Just as it does in men, obstructive sleep apnea can raise the risk for women of dying from heart attacks and having other cardiovascular problems, a new Spanish study indicates.
However, treating severe apnea at night with a system called CPAP -- continuous positive airway pressure -- can also help reduce the risk of heart attack deaths in women with apnea, just it can in men, the researchers report.
Sleep apnea -- characterized by repeated interruptions of breathing during sleep -- affects many more men than women, but up to 3 percent of middle-aged women have the disorder. One common symptom is snoring. Most patients have daytime sleepiness because of the sleep disorder. However, little research has focused on women until now.

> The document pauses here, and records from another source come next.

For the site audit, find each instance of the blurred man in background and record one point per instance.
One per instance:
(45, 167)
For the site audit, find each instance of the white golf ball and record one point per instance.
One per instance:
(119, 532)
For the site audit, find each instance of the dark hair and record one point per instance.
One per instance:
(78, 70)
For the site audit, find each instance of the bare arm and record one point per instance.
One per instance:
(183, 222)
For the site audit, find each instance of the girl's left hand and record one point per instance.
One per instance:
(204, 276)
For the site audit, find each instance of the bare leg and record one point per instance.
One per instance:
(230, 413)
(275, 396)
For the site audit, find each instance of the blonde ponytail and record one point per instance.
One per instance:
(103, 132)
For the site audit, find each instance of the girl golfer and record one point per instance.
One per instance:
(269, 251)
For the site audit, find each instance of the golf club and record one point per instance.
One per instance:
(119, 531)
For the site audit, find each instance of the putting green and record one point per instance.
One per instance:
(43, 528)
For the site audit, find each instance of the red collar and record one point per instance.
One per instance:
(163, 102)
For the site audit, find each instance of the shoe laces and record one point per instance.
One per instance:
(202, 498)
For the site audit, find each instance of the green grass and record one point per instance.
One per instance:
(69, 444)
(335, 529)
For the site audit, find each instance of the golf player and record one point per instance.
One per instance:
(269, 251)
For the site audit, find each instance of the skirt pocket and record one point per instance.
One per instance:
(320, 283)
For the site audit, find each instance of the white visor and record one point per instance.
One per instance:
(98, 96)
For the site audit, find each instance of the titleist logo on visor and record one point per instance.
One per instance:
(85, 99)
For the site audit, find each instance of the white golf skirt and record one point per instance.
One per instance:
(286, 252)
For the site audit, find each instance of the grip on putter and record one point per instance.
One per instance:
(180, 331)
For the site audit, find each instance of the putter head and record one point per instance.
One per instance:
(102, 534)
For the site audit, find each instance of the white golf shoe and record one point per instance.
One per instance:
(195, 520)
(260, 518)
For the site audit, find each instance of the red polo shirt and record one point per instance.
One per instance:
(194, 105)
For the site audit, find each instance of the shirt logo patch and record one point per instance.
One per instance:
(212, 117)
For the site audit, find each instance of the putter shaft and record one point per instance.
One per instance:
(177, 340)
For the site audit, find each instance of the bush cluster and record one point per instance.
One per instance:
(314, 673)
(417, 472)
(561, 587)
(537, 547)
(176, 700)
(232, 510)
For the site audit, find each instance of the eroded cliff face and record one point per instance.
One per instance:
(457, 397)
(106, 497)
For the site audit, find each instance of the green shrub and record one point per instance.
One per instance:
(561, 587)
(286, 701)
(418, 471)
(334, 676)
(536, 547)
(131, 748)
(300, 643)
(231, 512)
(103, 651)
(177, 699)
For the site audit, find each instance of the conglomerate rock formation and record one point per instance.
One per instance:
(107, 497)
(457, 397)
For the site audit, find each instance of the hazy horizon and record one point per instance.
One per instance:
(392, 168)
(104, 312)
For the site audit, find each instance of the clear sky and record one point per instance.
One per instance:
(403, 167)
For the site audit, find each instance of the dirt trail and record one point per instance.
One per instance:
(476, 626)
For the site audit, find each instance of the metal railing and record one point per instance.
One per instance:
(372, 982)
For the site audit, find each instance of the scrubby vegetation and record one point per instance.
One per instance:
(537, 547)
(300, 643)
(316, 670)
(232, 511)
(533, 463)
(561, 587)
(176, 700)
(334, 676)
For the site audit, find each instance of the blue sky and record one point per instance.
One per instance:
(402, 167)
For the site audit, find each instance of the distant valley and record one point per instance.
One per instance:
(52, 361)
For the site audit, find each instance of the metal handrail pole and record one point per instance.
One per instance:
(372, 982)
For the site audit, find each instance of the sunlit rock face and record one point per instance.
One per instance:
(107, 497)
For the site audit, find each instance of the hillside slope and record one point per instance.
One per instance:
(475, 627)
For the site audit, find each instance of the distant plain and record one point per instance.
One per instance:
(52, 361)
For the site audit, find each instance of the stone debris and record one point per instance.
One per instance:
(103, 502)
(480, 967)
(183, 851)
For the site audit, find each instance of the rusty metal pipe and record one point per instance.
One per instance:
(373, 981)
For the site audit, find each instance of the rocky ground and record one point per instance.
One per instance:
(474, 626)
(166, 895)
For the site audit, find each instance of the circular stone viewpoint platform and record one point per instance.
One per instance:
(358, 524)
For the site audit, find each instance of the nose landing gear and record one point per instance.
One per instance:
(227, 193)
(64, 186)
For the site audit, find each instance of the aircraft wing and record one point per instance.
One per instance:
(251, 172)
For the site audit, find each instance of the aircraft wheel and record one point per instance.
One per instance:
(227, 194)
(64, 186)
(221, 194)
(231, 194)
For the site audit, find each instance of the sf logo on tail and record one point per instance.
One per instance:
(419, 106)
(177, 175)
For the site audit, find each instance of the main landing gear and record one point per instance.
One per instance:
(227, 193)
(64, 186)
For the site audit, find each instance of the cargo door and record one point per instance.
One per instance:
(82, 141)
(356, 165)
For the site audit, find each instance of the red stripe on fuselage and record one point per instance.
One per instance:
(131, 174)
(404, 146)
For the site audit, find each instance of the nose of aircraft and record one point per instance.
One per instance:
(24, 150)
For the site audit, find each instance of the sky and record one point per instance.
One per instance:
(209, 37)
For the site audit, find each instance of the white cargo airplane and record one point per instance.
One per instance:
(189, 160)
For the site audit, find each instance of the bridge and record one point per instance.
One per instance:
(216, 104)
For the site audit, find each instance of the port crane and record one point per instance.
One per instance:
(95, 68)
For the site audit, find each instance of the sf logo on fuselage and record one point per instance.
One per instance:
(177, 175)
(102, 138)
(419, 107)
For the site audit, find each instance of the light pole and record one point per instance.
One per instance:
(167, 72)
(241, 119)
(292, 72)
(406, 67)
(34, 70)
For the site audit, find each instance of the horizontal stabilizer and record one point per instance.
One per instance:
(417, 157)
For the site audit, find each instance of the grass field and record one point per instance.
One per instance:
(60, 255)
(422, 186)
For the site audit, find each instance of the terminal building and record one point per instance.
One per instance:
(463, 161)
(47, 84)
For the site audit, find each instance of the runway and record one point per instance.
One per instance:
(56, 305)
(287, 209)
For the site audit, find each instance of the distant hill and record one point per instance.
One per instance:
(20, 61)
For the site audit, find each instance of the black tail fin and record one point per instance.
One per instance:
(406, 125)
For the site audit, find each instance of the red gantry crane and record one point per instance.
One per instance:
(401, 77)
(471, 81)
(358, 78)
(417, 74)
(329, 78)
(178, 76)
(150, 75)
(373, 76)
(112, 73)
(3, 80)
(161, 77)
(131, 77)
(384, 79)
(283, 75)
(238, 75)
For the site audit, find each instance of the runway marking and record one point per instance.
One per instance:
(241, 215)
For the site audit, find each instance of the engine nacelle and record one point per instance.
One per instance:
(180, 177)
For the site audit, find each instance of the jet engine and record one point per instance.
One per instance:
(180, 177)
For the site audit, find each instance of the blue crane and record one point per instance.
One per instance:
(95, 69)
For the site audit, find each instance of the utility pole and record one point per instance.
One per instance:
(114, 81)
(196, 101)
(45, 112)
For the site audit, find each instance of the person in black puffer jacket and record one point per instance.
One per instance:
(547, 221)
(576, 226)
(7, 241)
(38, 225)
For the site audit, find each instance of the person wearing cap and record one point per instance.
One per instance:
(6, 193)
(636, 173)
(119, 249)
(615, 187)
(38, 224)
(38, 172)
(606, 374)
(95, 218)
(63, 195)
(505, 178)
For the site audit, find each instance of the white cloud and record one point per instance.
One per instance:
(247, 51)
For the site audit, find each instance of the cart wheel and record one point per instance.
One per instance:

"Women with untreated severe obstructive sleep apnea have a three-and-a-half-fold increase in the risk of dying from cardiovascular disease compared to women without (it)," said researcher Dr. Francisco Campos-Rodriguez, director of the sleep-disordered breathing unit at Valme University Hospital in Seville.
However, he found that treatment with CPAP in the women with severe apnea reduced that risk. The study is observational, so the researchers cannot say whether the apnea caused the increased rates of death or whether it was the CPAP that reduced that risk.
The study is published in the Jan. 17 issue of the Annals of Internal Medicine.